Malgré son enthousiasme au zénith pour l’industrie vinicole moldave, l’avenir de l’entreprise Les Filles du Vigneron est actuellement compromis par les aléas du conflit ukrainien. J’écoule tranquillement mes derniers stocks rentrés au Québec par bateau avant le début de la guerre, explique l’entrepreneure. Mais rapidement, je vais avoir besoin de ravitaillement pour continuer. Et puisque le vin n’est pas considéré comme un bien prioritaire, rien ne bouge pour nous à Odessa, et tous les ports voisins sont débordés par la demande.
Des vignerons et vigneronnes moldaves épuisés par le conflit ukrainien
Toujours en mode solution, Liudmila Terzi remue ciel et terre avec ses contacts sur le terrain pour trouver une voie de sortie des vins moldaves par la Roumanie.
À cause de la proximité culturelle entre la Moldavie et la Roumanie – nous parlons notamment la même langue – plusieurs vins moldaves dorment présentement dans des entrepôts roumains. Ça serait si simple si mes vins pouvaient simplement sortir de l’Europe par la Roumanie vers le Québec! Mais j’avoue qu’il reste beaucoup de fils à attacher avant de crier victoire!
Autre défi de taille : Liudmila Terzi se doit d’être rassurante pour ses producteurs et productrices moldaves à bout de souffle. On se parle tous les jours et je leur répète que je suis confiante de trouver une façon de vaincre les difficultés.
« Il faut savoir que l’exportation est un besoin vital pour notre industrie vinicole, car la Moldavie n’a pas de marché intérieur pour le vin. À deux mois de la prochaine récolte, les enjeux de transport liés à la guerre représentent un immense poids financier pour des entreprises viticoles à échelle humaine. »
L’espoir, malgré les embûches
Mais où donc Liudmila Terzi puise-t-elle son inébranlable optimisme? Je dois beaucoup à mes proches qui me soutiennent dans toutes mes décisions.
À commencer par son conjoint québécois qui lui apporte un soutien moral indéfectible. Il est lui aussi en affaires et il sait trop bien que le succès demande du temps et des efforts.

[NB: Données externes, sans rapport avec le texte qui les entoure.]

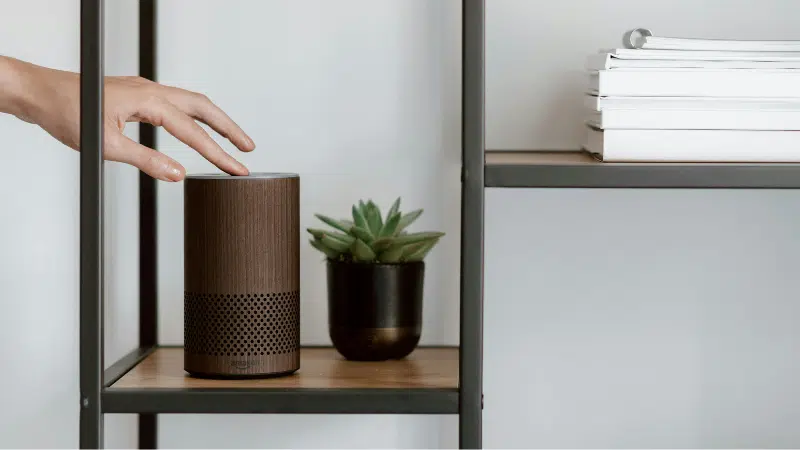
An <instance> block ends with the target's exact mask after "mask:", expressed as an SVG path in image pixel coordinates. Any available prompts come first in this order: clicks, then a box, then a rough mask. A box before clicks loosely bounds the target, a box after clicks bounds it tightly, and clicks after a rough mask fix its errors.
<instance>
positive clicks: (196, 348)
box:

Il y a aussi ses parents, toujours en Moldavie, qui l’encouragent à persévérer. De savoir que je ne suis pas seule me donne l’espoir d’un dénouement heureux pour mon entreprise
, raconte Mme Terzi.
Mon vrai grand défi, au-delà de la guerre en Ukraine, demeure de convaincre les gens du Québec de goûter les vins de Moldavie. Et je vous jure que du moment qu’ils les ont dégustés, la plupart restent des clients fidèles à mon agence. Il faut percer la barrière et c’est ça mon obsession numéro un!
Que souhaiter pour l’avenir à cette entrepreneure qui fait preuve d’une résilience désarmante? Facile de répondre à cette question! J’espère que d’ici cinq ans, les Québécois et les Québécoises vont comprendre que c’est en Moldavie qu’on fait les meilleurs vins au monde!